Village and civil parish in Dorset, England

Mappowder is a village and civil parish in the county of Dorset in southern England. The parish lies approximately 9 mi southeast of the town of Sherborne and covers about 1900 acre at an elevation of 75 to 160 m. It is sited on Corallian limestone soil at the southern edge of the Blackmore Vale, close to the northern scarp face of the Dorset Downs. In the 2011 census the parish had 71 dwellings, 69 households and a population of 166.

The village name comes from mapuldor, Old English for 'maple tree'. In 1086 in the Domesday Book Mappowder was recorded as Mapledre and appears in four entries; it was in Buckland Newton Hundred, had 33.3 households and a total taxable value of 8.3 geld units.

The church, dedicated to St Peter & St Paul, is Perpendicular and was built in the late 15th and 16th centuries. However, it includes features remaining from an earlier 12th-century church. The chancel was extended in 1868 by the Wingfield Digby family of Sherborne Castle, who owned the village in Victorian times.

Mappowder was once the home of the Coker family, who built a large mansion here in 1654, although this was pulled down in the mid-eighteenth century.
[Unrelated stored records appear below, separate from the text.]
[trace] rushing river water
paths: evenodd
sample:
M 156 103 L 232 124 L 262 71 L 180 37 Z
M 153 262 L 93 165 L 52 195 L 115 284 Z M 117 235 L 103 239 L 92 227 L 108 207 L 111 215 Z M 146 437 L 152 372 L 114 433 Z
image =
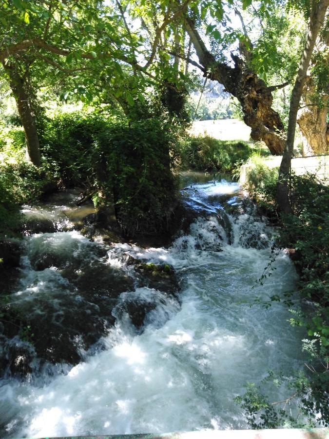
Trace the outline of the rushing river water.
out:
M 168 249 L 92 243 L 70 230 L 69 221 L 66 231 L 26 238 L 21 279 L 12 300 L 40 319 L 62 323 L 66 306 L 72 319 L 81 313 L 82 326 L 88 316 L 97 316 L 95 325 L 104 321 L 107 299 L 96 303 L 80 294 L 86 287 L 67 271 L 82 275 L 88 285 L 94 276 L 97 289 L 88 267 L 98 263 L 102 269 L 116 270 L 119 282 L 122 273 L 134 276 L 125 261 L 128 255 L 174 267 L 179 299 L 147 287 L 128 288 L 109 308 L 114 325 L 105 328 L 100 341 L 91 343 L 95 348 L 84 352 L 77 365 L 53 361 L 38 369 L 36 358 L 25 379 L 4 379 L 1 437 L 246 428 L 234 397 L 244 393 L 247 381 L 259 383 L 270 369 L 289 375 L 301 359 L 286 307 L 248 305 L 255 296 L 267 299 L 291 289 L 296 275 L 282 252 L 265 285 L 256 284 L 269 260 L 273 231 L 251 208 L 241 208 L 238 191 L 237 185 L 224 180 L 186 188 L 185 202 L 200 216 Z M 25 211 L 31 214 L 30 208 Z M 55 261 L 54 266 L 37 266 L 50 248 L 56 252 L 57 266 Z M 72 259 L 75 264 L 68 268 Z M 155 303 L 141 329 L 122 311 L 122 303 L 131 300 Z M 101 348 L 95 348 L 100 342 Z M 271 391 L 276 393 L 270 397 L 280 398 L 284 389 Z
The building which occupies the site now, Mappowder Court, is mostly of mid-eighteenth-century origin, with some earlier remnants. The stone gateposts at the entrance remain from the original Coker manor; these are topped by carved human heads which in 1905 Sir Frederick Treves described as "Blackamoors" these being "those indefinite natives of the tropics having been used for the crest of the Coker family." In 1559 Henry Coker (c.1528–1596) was member of parliament for the constituency of Shaftesbury. Mappowder Court is listed by English Heritage as Grade II*, with the gateposts and courtyard walls as Grade II.

Novelist and short story writer Theodore Francis Powys lived in Mappowder for the last 13 years of his life; he died and was buried here in 1953.